For positive ANA titers of > or =1:160, and for all ANA titers whenever there is a strong clinical suspicion of rheumatic disease, we recommend follow up using the assays ADNA/200043 DNA Double-Stranded (dsDNA) Antibodies, IgG, Serum and ENAE/200047 Antibody to Extractable Nuclear Antigen Evaluation, Serum.
Cautions Discusses conditions that may cause diagnostic confusion, including improper specimen collection and handling, inappropriate test selection, and interfering substances
This test is a laboratory diagnostic aid and by itself is not diagnostic. Positive results of this test may occur in apparently healthy people. Therefore, the results of this test must be interpreted by a medical authority in the context of the patient's total clinical condition.
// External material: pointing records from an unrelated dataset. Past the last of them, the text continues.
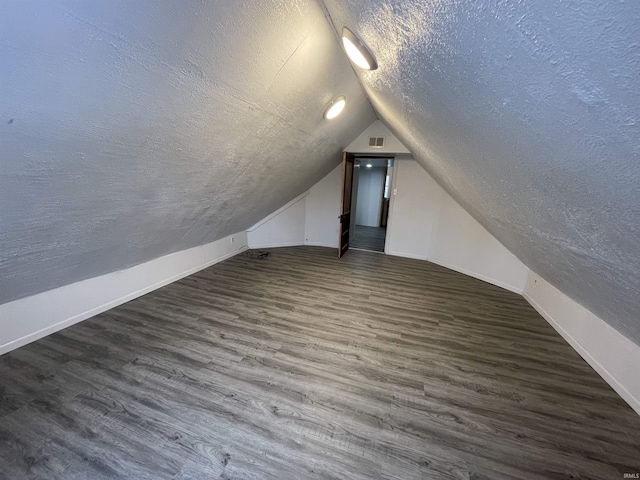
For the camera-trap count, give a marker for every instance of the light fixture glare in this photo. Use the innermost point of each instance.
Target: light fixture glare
(357, 51)
(335, 108)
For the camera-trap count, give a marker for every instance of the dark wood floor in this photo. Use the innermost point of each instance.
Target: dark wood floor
(305, 366)
(369, 238)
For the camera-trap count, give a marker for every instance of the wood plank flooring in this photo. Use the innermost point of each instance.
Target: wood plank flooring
(369, 238)
(305, 366)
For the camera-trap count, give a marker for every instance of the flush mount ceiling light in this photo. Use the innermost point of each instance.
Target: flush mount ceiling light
(357, 51)
(335, 108)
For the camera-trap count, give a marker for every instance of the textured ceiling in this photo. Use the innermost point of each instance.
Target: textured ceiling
(528, 113)
(132, 129)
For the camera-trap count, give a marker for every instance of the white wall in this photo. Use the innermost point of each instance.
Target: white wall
(611, 354)
(28, 319)
(370, 189)
(283, 228)
(377, 129)
(426, 223)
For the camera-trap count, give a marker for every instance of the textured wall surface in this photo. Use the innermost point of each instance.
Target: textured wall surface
(132, 129)
(528, 113)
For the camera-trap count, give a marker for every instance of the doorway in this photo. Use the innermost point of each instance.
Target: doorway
(370, 202)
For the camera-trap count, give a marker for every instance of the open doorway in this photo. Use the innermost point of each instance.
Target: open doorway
(370, 202)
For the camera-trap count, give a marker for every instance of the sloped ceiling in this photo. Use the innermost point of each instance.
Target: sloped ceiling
(132, 129)
(528, 114)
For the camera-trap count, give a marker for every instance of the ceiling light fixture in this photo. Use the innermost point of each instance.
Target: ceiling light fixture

Sera from systemic lupus erythematosus patients undergoing steroid therapy may give negative test results.
No definitive association between the pattern of nuclear fluorescence and any specific disease state is intended with this test.
Many drugs (eg, hydralazine, procainamide) may induce antinuclear antibodies production.
Reference Values Describes reference intervals and additional information for interpretation of test results. May include intervals based on age and sex when appropriate. Intervals are Mayo-derived, unless otherwise designated. If an interpretive report is provided, the reference value field will state this.
Negative (titer of <1:40)
If positive, pattern will be reported and serum will be titered.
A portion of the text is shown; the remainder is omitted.